Employment agreement or not? The Deliveroo ruling
They won’t have escaped your notice: the food couriers racing past on their bikes wearing a large square backpack. They are an example of workers born of the platform economy, whose economic activities are facilitated by a digital platform. Some companies offering platform activities employ staff on the basis of an employment agreement. Others have the work carried out by self-employed individuals based on a contract for services.Deliveroo, a food delivery company that has operated in the Netherlands since 2015, currently only works with self-employed individuals. Recently, however, one of its couriers took it to Amsterdam District Court claiming that his contract for services was in fact an employment agreement. He was backed by members of the Dutch labour party and the FNV trade union. The court delivered a ruling in the case on 23 July 2018.
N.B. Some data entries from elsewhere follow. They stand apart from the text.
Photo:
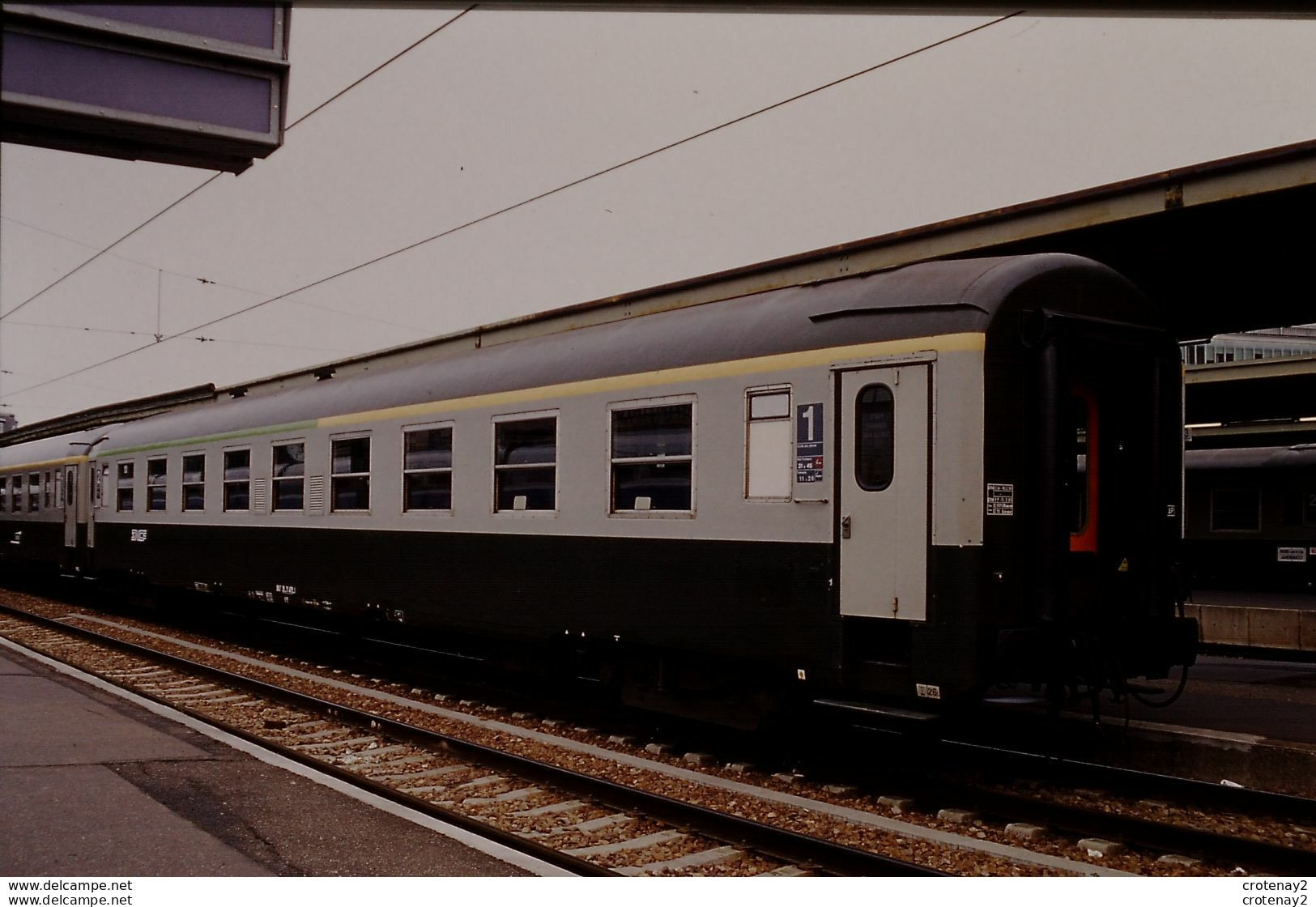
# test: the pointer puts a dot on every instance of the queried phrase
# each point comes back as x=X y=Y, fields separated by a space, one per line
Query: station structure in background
x=193 y=84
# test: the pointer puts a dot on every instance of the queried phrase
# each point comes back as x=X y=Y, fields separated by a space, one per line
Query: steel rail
x=778 y=843
x=1151 y=833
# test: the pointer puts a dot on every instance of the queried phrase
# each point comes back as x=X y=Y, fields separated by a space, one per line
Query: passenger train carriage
x=903 y=486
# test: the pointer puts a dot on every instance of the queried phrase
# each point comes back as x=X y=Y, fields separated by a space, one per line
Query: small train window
x=288 y=469
x=874 y=437
x=428 y=469
x=237 y=479
x=157 y=477
x=194 y=482
x=1235 y=509
x=768 y=444
x=351 y=475
x=653 y=458
x=122 y=488
x=526 y=465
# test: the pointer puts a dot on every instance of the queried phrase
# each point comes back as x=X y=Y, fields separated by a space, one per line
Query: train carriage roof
x=1299 y=456
x=918 y=300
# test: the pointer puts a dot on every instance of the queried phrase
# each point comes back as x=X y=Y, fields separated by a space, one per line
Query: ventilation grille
x=316 y=494
x=259 y=496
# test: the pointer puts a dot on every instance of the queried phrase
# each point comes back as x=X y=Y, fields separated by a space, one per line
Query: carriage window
x=1235 y=509
x=526 y=465
x=653 y=458
x=290 y=482
x=157 y=475
x=194 y=482
x=237 y=479
x=874 y=437
x=122 y=488
x=351 y=478
x=768 y=445
x=428 y=469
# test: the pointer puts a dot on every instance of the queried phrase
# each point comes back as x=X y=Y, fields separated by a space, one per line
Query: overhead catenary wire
x=557 y=189
x=147 y=334
x=215 y=177
x=200 y=279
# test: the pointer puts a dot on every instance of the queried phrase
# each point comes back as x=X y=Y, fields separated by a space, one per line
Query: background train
x=1252 y=519
x=907 y=486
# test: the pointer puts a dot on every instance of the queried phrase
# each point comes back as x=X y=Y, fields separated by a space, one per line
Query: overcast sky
x=505 y=105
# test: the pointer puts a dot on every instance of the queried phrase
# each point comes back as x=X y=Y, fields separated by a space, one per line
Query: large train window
x=349 y=478
x=1235 y=509
x=1299 y=507
x=428 y=467
x=768 y=444
x=288 y=467
x=653 y=458
x=122 y=486
x=526 y=464
x=157 y=477
x=874 y=437
x=194 y=482
x=237 y=479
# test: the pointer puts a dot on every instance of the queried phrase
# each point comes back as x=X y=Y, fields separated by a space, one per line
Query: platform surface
x=94 y=785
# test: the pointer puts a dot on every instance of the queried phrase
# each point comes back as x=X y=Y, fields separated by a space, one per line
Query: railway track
x=543 y=810
x=965 y=811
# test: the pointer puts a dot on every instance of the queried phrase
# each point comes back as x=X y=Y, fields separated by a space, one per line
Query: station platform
x=1259 y=620
x=95 y=785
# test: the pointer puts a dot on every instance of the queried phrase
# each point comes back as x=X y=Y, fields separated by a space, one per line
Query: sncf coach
x=901 y=488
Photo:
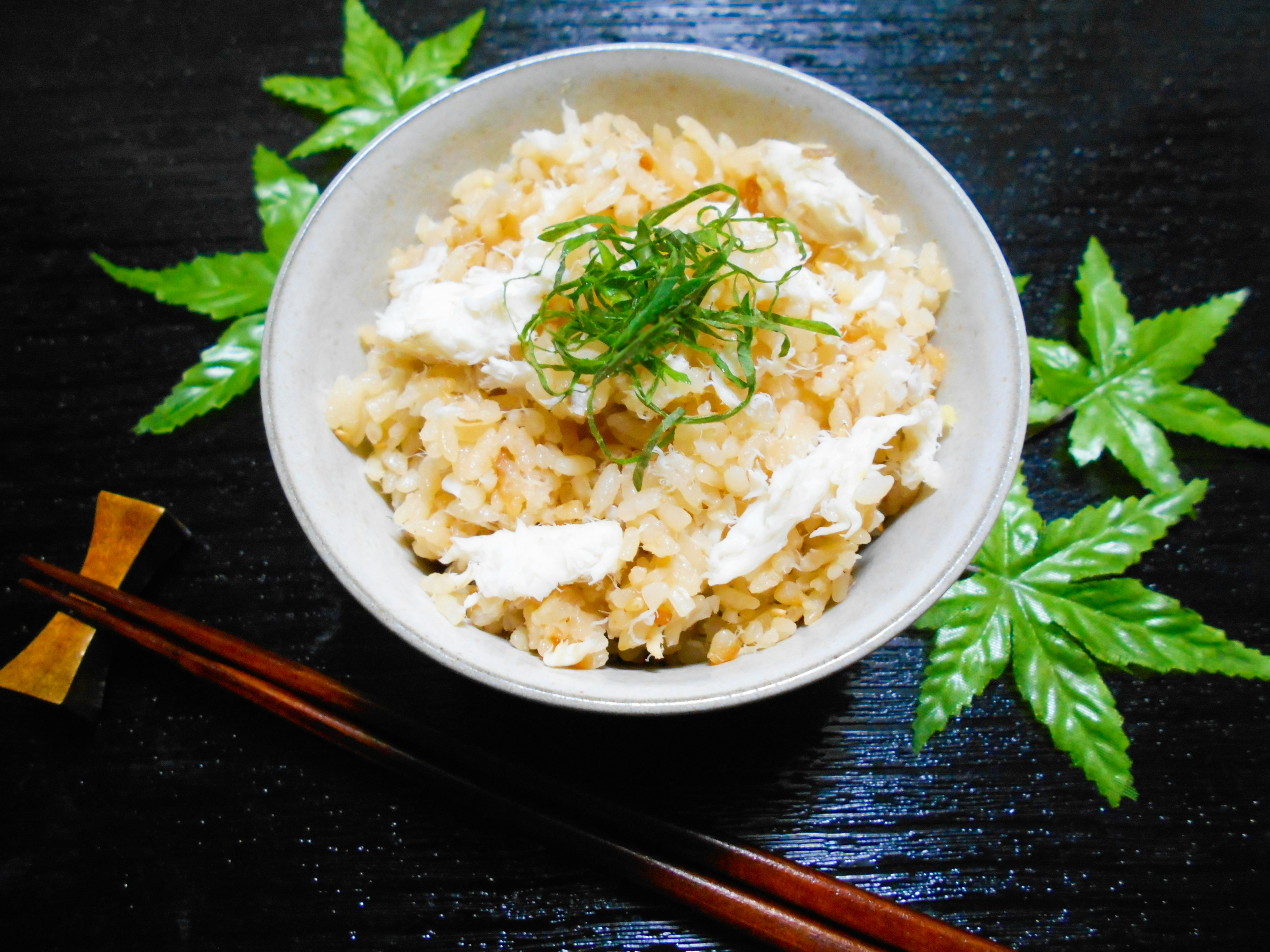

It found that no employment agreement existed between Deliveroo and the courier. The court arrived at this opinion by assessing the matter against the criteria for the existence of an employment agreement, which must take into account all the circumstances of the case in relation to each other. In addition, held the court, consideration must be given not only to the parties’ intention when entering into the contract, but also to the way in which they have executed it. No single factor is decisive – the different legal effects that the parties have attached to their relationship should be examined in relationship to each other (the so-called process of 'holistic weighing and balancing’ introduced by the Dutch Supreme Court in 2015).
Several aspects of the weighing and balancing in this case are striking. The average Deliveroo courier wants maximum flexibility and only works four months for the company. After his previous employment agreement had come to an end by operation of law, the courier knowingly agreed to the contract for services. This gave him considerable freedom – including the right to register for work at any desired time and to turn down an order. He was also free to work in his own clothes (or even those of competitors) and to have someone stand in for him, provided that they met Deliveroo’s safety conditions. The fact that Deliveroo employs a ranking system that rewards good performance with priority access, enabling couriers to book a timeslot and zone first, is insufficient to conclude that a relationship of authority exists. This also applies to their invoicing process: Deliveroo records when a courier has worked and how many meals they have delivered. This information is used to send the courier an invoice that has been created by and is addressed to Deliveroo. The court did not find this illogical, since Deliveroo has access to the digital data on the deliveries. Nor is the fact that Deliveroo sets the rates cause to assume the existence of an employment agreement, as market forces do play a role in the employment relationship.
All in all, it was an understandable but highly casuistic decision, which in another case could easily have gone a different way. The court made the same observation in its final conclusion of the ruling. It also added that measures should be taken by the legislature if it is deemed undesirable for work platforms like Deliveroo to offer such contracts for services. This could take the form of a law that affords platform workers, despite their self-employed status, protection against dismissal. It is time for politicians and the tax authorities to get involved in the discussion, which they have yet to do so far, in anticipation of this ruling. One swallow doesn’t make a summer.